Diego Balseiro. Centro de Investigaciones en Ciencias de la Tierra (CICTERRA), CONICET-UNC, Córdoba, Argentina.
Keywords: distance coefficient; distance matrix; continuous characters; intervals; overlap
Final citation: Lo Valvo, Gerardo A., Lehmann, Oscar E.R., and Balseiro, Diego. 2023. A novel distance that reduces information loss in continuous characters with few observations.
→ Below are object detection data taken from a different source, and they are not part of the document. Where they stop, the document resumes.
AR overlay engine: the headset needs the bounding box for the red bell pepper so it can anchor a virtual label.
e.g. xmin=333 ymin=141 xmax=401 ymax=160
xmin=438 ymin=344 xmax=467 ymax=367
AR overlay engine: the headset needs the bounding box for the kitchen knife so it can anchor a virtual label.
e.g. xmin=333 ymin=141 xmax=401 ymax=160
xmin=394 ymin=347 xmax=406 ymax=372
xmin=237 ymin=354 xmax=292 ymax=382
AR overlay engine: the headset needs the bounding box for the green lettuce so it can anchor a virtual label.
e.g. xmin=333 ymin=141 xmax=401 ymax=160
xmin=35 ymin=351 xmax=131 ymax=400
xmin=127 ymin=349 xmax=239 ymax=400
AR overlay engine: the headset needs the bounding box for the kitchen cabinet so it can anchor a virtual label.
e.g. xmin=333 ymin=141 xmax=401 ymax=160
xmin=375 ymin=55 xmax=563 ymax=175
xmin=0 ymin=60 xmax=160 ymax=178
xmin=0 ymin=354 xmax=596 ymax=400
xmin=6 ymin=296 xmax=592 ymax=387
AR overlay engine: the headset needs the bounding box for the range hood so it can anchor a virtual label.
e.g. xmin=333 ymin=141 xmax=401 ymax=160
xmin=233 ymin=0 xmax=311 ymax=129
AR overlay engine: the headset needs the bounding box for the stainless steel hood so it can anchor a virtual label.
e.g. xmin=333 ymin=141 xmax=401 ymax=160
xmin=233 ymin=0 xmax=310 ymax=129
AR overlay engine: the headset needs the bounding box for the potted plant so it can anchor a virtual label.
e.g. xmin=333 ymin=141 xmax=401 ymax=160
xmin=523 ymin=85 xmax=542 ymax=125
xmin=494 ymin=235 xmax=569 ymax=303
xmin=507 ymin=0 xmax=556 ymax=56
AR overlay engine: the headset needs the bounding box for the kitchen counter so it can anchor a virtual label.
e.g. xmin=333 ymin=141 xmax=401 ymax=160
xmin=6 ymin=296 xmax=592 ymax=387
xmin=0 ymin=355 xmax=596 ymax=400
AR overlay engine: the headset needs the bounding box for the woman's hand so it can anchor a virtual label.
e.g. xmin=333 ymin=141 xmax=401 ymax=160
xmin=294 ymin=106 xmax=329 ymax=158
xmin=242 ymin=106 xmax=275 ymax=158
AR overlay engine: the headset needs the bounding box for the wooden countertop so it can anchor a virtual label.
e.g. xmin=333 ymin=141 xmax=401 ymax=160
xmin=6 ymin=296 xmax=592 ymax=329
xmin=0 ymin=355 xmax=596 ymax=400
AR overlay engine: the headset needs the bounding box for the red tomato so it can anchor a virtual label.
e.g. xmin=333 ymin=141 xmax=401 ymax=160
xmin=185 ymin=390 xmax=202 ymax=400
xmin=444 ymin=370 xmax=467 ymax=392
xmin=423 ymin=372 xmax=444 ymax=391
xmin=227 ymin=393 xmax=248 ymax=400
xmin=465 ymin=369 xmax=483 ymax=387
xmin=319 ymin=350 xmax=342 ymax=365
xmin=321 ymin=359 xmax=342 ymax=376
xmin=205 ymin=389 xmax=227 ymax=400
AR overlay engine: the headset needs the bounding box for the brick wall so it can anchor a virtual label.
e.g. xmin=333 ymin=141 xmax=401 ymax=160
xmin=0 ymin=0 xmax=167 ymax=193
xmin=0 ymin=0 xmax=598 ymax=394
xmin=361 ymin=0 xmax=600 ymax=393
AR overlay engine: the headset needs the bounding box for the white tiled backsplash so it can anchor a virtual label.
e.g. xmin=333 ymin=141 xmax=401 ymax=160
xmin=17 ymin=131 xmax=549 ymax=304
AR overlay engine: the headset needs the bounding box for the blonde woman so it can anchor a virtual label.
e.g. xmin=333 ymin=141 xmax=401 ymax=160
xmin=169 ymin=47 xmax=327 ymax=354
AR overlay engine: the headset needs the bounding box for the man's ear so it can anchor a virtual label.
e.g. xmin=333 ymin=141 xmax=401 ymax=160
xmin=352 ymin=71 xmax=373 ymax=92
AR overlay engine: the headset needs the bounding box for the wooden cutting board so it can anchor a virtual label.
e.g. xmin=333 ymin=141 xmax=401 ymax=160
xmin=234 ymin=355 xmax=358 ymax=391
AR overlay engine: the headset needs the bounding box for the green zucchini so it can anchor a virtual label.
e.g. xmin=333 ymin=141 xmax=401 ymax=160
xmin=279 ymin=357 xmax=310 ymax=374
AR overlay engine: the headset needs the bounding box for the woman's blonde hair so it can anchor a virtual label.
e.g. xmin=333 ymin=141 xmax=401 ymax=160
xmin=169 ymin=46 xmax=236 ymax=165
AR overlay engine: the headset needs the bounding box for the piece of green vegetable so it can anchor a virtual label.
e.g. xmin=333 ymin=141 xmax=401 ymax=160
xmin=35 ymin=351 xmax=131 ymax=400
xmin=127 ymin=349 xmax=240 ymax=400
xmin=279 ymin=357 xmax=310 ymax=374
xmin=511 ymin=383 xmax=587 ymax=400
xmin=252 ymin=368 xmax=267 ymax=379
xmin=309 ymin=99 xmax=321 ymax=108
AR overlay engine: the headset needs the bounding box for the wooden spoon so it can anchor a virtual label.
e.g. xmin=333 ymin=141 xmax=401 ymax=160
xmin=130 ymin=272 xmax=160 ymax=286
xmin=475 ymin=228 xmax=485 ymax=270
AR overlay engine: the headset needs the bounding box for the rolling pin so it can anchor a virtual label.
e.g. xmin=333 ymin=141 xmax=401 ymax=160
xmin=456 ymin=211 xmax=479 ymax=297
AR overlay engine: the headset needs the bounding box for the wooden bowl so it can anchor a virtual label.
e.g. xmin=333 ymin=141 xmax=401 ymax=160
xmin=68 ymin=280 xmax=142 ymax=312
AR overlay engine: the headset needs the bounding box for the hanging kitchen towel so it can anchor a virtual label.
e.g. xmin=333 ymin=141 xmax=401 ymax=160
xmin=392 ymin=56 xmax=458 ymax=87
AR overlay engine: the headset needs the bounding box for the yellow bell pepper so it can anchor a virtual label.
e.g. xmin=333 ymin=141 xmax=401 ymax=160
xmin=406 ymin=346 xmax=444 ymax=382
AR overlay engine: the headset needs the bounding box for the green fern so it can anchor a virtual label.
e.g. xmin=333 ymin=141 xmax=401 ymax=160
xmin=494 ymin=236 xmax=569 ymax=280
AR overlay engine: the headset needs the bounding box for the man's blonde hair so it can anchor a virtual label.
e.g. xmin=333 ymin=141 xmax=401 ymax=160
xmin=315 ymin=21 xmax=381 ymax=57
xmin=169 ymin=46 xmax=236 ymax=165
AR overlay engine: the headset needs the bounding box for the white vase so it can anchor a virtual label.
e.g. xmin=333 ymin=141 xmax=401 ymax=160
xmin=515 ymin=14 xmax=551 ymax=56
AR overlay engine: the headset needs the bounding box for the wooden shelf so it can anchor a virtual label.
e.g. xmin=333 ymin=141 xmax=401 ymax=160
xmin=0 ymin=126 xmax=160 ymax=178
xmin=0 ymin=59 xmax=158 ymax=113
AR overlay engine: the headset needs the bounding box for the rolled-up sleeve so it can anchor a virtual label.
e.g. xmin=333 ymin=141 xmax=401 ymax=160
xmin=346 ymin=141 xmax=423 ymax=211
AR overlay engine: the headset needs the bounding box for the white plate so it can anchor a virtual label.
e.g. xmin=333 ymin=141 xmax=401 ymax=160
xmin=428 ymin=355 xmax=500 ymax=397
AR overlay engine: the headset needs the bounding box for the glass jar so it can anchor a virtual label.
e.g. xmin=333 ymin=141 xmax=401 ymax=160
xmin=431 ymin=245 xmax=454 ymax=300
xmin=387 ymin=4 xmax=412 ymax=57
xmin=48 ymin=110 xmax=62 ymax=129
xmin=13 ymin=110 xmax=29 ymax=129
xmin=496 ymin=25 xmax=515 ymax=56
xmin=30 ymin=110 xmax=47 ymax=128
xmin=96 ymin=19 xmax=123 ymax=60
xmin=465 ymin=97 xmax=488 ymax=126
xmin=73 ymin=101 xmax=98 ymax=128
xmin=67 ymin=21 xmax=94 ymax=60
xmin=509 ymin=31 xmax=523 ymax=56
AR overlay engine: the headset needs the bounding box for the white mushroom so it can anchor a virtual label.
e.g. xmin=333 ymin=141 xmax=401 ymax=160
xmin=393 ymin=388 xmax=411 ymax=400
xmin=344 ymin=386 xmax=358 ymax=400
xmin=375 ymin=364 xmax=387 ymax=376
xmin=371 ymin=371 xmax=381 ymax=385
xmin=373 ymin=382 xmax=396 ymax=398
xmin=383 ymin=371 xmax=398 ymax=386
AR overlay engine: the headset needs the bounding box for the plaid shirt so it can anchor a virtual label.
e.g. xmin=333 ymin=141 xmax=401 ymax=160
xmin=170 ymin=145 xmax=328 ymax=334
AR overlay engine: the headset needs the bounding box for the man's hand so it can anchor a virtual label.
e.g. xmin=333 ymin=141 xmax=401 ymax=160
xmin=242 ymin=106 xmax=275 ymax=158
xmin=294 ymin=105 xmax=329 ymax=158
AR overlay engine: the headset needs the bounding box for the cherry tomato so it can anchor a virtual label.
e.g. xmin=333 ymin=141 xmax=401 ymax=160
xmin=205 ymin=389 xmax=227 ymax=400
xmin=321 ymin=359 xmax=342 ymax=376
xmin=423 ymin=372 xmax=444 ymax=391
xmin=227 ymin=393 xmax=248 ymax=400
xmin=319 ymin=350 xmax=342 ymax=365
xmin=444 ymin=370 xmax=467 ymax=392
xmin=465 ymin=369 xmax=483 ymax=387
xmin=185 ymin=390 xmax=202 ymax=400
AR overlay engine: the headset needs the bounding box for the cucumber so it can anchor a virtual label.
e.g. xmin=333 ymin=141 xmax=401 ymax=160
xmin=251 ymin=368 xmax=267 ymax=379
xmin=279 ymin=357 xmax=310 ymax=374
Palaeontologia Electronica, 26(2):a26.
Copyright: July 2023 Paleontological Society.
This is an open access article distributed under the terms of Attribution-NonCommercial-ShareAlike 4.0 International (CC BY-NC-SA 4.0), which permits users to copy and redistribute the material in any medium or format, provided it is not used for commercial purposes and the original author and source are credited, with indications if any changes are made.
Finding the difference between two or more objects is the basis for a wide array of analyses in biological sciences. These analyses can use a variety of distance measures that usually work with objects that have a single observation for any given character. When an object comprises multiple observations, the use of some measure of central tendency (e.g., the mean) is a common practice to summarize the available information into a single value (e.g., Scott and Anderson, 2023). This enables the use of common distances (e.g., the Euclidean or the Manhattan distance) but also could lead to the loss of valuable information about the variability of the data.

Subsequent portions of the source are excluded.